Agreed on the need for tedious, unglamorous hard work. For political theatre to achieve anything, it needs to be part of a wider social movement, as with the civil right struggle. King Mob dressing up as Father Christmas and giving away toys at Selfridges may be amusing. But, in the greater scheme of things, they didn’t actually achieve anything. And if you go too far down that road you end up with the individualist terrorism of the Weathermen or the Angry Brigade. Absolute political cul-de-sac.
I’d agree with your comments on social media, but none of this is new. Even techno-utopianism, specifically, predates the Internet. I’d trace it back to the 19th century. Today’s transhumanists are just a new reflection of the ideology that spawned eugenics. (Hate that comparison though I’m sure they would, I believe it’s a very valid one). I’d also agree with you that social media has atomized engagement, but again I think that’s a reflection of modern society as opposed to its cause. Are people really more atomized now then a factory worker in the Industrial Revolution?

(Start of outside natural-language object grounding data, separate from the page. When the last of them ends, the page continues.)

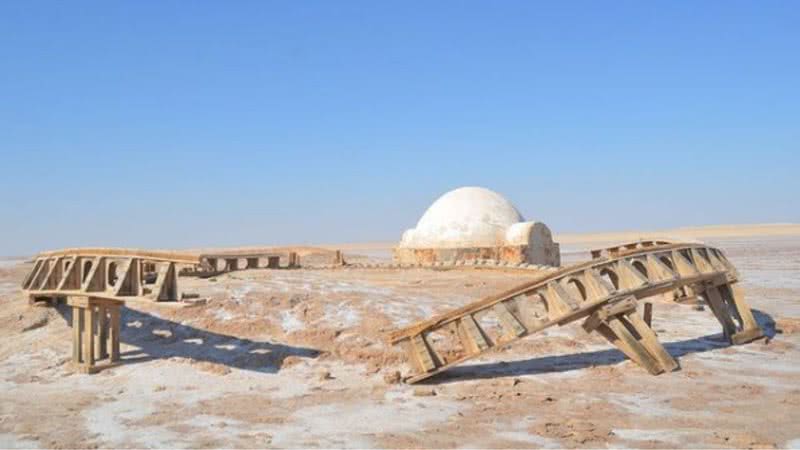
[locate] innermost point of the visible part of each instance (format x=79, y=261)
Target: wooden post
x=77, y=319
x=113, y=334
x=95, y=328
x=102, y=332
x=88, y=339
x=648, y=314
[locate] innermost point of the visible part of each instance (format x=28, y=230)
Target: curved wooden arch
x=113, y=272
x=610, y=310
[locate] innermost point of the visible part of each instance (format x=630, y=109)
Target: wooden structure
x=603, y=293
x=95, y=331
x=231, y=261
x=616, y=249
x=109, y=272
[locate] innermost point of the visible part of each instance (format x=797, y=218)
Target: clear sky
x=183, y=124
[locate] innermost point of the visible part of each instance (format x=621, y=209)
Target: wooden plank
x=37, y=267
x=626, y=341
x=52, y=267
x=149, y=255
x=648, y=314
x=596, y=286
x=559, y=302
x=683, y=266
x=511, y=326
x=88, y=338
x=700, y=261
x=716, y=261
x=96, y=279
x=77, y=332
x=659, y=270
x=745, y=313
x=102, y=332
x=471, y=335
x=629, y=276
x=72, y=278
x=422, y=353
x=114, y=331
x=651, y=343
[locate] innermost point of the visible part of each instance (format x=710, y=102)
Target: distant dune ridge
x=683, y=233
x=569, y=239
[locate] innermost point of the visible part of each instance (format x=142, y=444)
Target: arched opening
x=641, y=268
x=611, y=277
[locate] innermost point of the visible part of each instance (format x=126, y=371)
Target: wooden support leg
x=750, y=329
x=720, y=310
x=648, y=314
x=102, y=332
x=88, y=339
x=77, y=319
x=114, y=333
x=651, y=343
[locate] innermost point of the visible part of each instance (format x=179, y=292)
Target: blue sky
x=184, y=124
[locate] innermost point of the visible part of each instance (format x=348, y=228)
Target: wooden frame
x=604, y=292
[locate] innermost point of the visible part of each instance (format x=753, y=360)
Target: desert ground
x=297, y=358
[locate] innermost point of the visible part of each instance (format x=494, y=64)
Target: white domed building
x=473, y=223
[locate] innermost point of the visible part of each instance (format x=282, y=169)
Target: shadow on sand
x=158, y=338
x=577, y=361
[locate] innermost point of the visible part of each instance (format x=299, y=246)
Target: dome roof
x=464, y=217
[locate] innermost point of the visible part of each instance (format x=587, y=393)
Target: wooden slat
x=72, y=278
x=511, y=326
x=88, y=338
x=114, y=330
x=122, y=253
x=629, y=276
x=650, y=342
x=77, y=334
x=37, y=267
x=700, y=261
x=720, y=310
x=422, y=353
x=683, y=266
x=745, y=313
x=559, y=302
x=596, y=286
x=472, y=337
x=96, y=279
x=659, y=270
x=631, y=346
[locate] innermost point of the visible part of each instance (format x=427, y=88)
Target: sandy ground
x=296, y=358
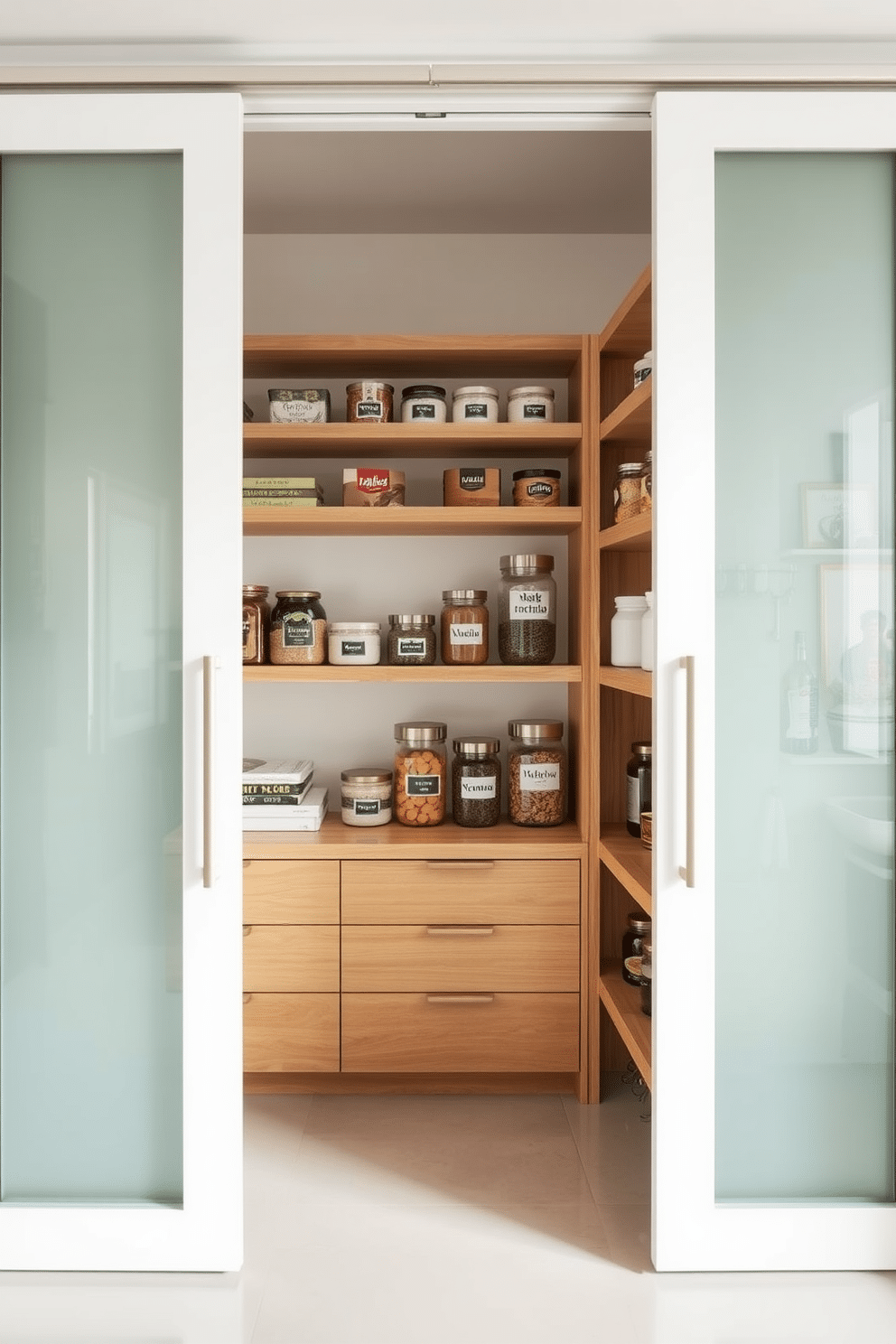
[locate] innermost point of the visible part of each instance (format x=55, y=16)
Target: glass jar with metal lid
x=537, y=773
x=411, y=640
x=298, y=628
x=527, y=609
x=256, y=622
x=465, y=627
x=419, y=773
x=367, y=796
x=476, y=782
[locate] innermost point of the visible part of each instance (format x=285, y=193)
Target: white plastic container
x=625, y=632
x=647, y=635
x=353, y=643
x=474, y=405
x=531, y=405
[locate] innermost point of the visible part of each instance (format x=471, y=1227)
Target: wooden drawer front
x=508, y=1034
x=290, y=957
x=399, y=957
x=290, y=890
x=290, y=1034
x=422, y=891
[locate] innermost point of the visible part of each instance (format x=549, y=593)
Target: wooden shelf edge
x=622, y=1003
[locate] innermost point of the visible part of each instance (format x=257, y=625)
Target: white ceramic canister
x=625, y=632
x=474, y=405
x=353, y=643
x=531, y=405
x=647, y=635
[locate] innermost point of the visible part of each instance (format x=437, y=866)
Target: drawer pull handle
x=460, y=930
x=460, y=999
x=460, y=864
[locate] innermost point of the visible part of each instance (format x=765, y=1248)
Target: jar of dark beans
x=527, y=609
x=537, y=773
x=411, y=640
x=476, y=782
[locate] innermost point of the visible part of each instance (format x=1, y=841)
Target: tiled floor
x=445, y=1219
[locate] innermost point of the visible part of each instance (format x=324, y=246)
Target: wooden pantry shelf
x=553, y=674
x=629, y=862
x=440, y=845
x=410, y=522
x=338, y=438
x=633, y=680
x=623, y=1005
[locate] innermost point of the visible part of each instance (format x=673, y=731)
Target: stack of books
x=283, y=490
x=281, y=796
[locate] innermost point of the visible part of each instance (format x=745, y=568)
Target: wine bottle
x=799, y=703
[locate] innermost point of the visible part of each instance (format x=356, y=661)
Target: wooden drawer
x=290, y=957
x=292, y=1034
x=290, y=890
x=458, y=891
x=485, y=957
x=505, y=1034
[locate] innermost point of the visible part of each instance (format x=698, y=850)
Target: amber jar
x=256, y=622
x=465, y=627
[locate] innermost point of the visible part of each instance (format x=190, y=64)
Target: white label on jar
x=465, y=633
x=540, y=779
x=529, y=605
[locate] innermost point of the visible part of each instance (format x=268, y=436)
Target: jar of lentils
x=419, y=773
x=298, y=628
x=465, y=627
x=476, y=782
x=527, y=609
x=411, y=640
x=537, y=773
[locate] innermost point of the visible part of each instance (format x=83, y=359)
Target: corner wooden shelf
x=553, y=674
x=622, y=1003
x=410, y=522
x=629, y=863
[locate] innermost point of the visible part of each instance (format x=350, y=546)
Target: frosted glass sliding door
x=120, y=875
x=774, y=482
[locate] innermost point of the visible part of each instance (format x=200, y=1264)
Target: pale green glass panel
x=804, y=543
x=90, y=729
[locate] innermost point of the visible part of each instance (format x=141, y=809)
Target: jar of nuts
x=537, y=773
x=419, y=773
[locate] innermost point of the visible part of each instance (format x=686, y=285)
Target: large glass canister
x=527, y=609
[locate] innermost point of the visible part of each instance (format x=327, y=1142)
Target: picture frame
x=838, y=517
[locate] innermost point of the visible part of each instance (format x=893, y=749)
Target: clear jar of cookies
x=419, y=773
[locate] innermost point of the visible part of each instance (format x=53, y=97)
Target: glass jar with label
x=256, y=622
x=639, y=785
x=424, y=404
x=298, y=628
x=411, y=640
x=476, y=782
x=465, y=627
x=366, y=796
x=527, y=609
x=419, y=773
x=537, y=773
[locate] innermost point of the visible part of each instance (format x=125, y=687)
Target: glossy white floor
x=435, y=1219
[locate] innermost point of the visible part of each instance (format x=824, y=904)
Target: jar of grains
x=256, y=622
x=367, y=796
x=626, y=492
x=419, y=773
x=411, y=640
x=527, y=609
x=353, y=643
x=465, y=627
x=297, y=628
x=476, y=782
x=537, y=773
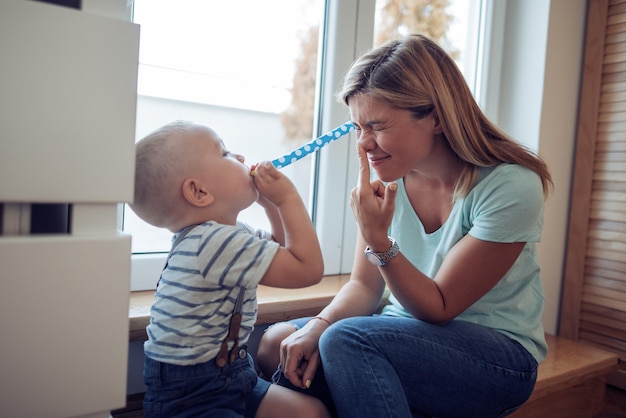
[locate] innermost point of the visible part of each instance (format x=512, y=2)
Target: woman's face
x=395, y=141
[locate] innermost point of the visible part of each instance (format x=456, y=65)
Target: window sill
x=274, y=304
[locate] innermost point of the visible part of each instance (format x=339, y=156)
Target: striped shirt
x=198, y=288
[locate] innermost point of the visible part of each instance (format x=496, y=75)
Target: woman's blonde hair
x=415, y=74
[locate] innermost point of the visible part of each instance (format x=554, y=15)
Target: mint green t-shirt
x=506, y=205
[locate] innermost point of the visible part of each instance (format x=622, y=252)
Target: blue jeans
x=385, y=366
x=204, y=389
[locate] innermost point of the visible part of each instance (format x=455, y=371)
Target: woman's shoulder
x=508, y=178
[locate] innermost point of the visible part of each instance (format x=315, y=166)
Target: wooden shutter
x=593, y=308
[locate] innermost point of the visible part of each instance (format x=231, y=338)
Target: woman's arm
x=361, y=295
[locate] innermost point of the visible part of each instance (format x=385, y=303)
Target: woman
x=449, y=226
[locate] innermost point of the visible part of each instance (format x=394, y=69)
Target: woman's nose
x=365, y=140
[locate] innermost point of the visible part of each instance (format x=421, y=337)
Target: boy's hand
x=272, y=185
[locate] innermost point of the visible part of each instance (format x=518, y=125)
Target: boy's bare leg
x=280, y=402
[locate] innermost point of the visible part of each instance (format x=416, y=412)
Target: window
x=263, y=76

Having just checked with my (American) girlfriend, you’re right about there being a semantic issue about class here! Apparently, in the UK some of the skilled workers we describe as “working class” would be considered “middle class” in the US. So, for us, people would be in the bottom half of society, but in the US it implies poverty. Still, I think it’s part of a wider issue. The left has lost any kind of organic connection with those people and that’s been the case for quite some time. Unless that’s addressed, we’re just putting a sticking plaster over a broken leg.